Rocky Mountain Section - 68th Annual Meeting - 2016

Paper No. 16-4
Presentation Time: 2:00 PM

TITAN'S EVAPORITES: INVESTIGATING SURFACE-ATMOSPHERE INTERACTIONS IN TIME


MACKENZIE, Shannon, University of Idaho, 875 Perimeter Drive, MS 0903, Moscow, ID 83844-0903 and BARNES, Jason W., Department of Physics, University of Idaho, Campus Box 440903, Moscow, ID 83844-0903, s.mackenzie.france@gmail.com

Cassini, a spacecraft in orbit around Saturn since 2004, has revealed Saturn’s largest moon, Titan, to be a dynamic world. With surface temperatures and pressures near the triple point of methane, the hydrocarbon undergoes a “hydrological cycle” much like water does on Earth. Unlike Earth, however, Titan’s surface liquids are not ubiquitous-- they seem to be located almost exclusively at the north pole. And yet, Cassini has observed a handful of surface wetting events after rainfall in Titan’s equatorial region as well as evaporite deposits in supposed “desert” regions. So the question remains-- why are the lakes and seas almost exclusively at the north pole? If liquid has been elsewhere on the surface, how long ago did it dry out? What factors control which lakes dry out first?

Global circulation models have begun to explore these questions from the dynamics perspective. Our study of Titan’s evaporites informs such models by providing the observational evidence of what Titan’s surface looked like in the past, both where the liquid has been and, potentially, if there have been compositional differences/similarities between different bodies. We conduct our analyses with data from Cassini’s Visible and Infrared Mapping Spectrometer, the only instrument able to distinguish the evaporites on Titan’s surface.

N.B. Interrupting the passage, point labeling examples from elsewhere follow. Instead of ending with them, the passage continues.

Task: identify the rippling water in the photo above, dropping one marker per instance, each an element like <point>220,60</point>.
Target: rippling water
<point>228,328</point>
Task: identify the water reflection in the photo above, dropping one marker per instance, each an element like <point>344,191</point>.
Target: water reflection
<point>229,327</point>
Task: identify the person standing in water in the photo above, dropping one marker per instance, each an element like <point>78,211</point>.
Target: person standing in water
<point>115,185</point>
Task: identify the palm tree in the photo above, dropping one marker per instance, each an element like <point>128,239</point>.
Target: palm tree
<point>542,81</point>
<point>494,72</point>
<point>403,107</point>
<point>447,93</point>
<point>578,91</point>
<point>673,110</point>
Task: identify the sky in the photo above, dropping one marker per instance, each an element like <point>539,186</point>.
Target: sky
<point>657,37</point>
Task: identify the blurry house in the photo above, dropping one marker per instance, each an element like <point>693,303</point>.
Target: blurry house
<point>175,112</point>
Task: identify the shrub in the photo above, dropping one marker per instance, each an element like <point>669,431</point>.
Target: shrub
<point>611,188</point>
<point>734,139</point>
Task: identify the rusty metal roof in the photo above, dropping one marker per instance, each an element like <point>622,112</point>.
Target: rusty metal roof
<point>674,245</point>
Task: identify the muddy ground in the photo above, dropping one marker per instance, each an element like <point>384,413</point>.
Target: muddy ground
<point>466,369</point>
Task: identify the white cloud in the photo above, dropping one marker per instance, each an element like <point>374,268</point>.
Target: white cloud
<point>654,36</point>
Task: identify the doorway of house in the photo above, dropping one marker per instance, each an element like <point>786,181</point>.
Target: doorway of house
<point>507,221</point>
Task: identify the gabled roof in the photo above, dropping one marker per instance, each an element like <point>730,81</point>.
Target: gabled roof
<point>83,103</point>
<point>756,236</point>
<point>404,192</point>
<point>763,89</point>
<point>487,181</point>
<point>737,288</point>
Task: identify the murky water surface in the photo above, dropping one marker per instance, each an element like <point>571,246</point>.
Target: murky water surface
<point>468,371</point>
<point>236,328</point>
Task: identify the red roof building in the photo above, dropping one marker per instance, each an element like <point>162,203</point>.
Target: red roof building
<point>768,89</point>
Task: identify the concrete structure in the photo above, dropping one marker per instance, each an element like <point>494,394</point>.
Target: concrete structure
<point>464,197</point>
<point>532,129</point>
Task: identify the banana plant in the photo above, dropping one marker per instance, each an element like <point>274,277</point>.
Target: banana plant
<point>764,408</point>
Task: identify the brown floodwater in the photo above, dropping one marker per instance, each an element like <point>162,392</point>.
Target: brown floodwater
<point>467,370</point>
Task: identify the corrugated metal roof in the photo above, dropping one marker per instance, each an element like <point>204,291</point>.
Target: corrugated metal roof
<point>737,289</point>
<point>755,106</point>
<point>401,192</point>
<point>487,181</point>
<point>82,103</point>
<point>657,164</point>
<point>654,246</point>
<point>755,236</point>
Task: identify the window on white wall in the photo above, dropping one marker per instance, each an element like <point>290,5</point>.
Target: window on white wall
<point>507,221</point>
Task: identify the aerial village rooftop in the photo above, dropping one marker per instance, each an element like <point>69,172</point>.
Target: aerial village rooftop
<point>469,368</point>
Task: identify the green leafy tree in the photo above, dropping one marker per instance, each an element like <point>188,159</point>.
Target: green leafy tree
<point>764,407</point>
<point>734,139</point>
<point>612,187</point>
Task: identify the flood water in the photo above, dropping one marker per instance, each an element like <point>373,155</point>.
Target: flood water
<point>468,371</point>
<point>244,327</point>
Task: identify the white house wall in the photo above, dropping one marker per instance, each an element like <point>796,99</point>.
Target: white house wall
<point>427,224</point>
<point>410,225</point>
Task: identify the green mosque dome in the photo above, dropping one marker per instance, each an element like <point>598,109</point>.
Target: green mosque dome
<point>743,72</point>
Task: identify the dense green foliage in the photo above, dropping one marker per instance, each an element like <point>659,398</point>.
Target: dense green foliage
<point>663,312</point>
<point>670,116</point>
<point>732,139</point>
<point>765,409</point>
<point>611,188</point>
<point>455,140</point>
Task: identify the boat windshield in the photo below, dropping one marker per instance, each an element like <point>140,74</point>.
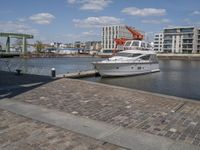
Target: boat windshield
<point>135,43</point>
<point>128,54</point>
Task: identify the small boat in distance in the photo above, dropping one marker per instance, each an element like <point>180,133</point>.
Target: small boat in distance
<point>137,58</point>
<point>105,53</point>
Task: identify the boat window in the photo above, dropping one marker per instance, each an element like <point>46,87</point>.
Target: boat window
<point>128,43</point>
<point>135,55</point>
<point>142,44</point>
<point>148,45</point>
<point>107,51</point>
<point>124,54</point>
<point>128,54</point>
<point>146,57</point>
<point>154,58</point>
<point>135,43</point>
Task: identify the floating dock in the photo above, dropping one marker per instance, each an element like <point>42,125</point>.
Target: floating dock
<point>79,74</point>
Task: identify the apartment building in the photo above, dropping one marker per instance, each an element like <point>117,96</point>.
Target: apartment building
<point>158,42</point>
<point>181,40</point>
<point>109,33</point>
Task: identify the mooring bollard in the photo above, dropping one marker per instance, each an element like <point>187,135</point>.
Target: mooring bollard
<point>53,72</point>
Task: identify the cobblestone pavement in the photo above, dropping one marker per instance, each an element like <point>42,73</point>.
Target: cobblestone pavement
<point>159,115</point>
<point>19,133</point>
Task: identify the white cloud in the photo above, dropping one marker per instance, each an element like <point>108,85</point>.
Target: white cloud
<point>144,12</point>
<point>152,21</point>
<point>97,21</point>
<point>83,36</point>
<point>196,12</point>
<point>95,5</point>
<point>18,27</point>
<point>42,18</point>
<point>71,1</point>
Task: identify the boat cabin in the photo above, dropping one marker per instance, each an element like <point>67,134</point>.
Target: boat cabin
<point>136,44</point>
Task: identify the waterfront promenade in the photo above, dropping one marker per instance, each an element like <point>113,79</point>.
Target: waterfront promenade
<point>76,114</point>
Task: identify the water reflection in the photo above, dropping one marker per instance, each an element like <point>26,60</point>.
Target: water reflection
<point>177,78</point>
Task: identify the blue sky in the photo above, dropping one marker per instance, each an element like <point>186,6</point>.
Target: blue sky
<point>71,20</point>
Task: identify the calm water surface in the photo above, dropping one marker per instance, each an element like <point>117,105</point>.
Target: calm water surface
<point>176,78</point>
<point>42,66</point>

A better understanding of the long-term climate is crucial for understanding Titan’s evolution over geological timescales-- the current estimates for the composition of the atmosphere can’t reconcile the rate of loss of methane in the upper atmosphere with that estimated in the volume of surface liquid.

As Titan is the only other body in the solar system with active hydrology, it offers a unique opportunity to investigate processes very similar to those on Earth operating on different variables. Understanding the dynamic processes on the Saturnian moon thus provides important context for studies of our own planet’s surface-atmosphere interactions.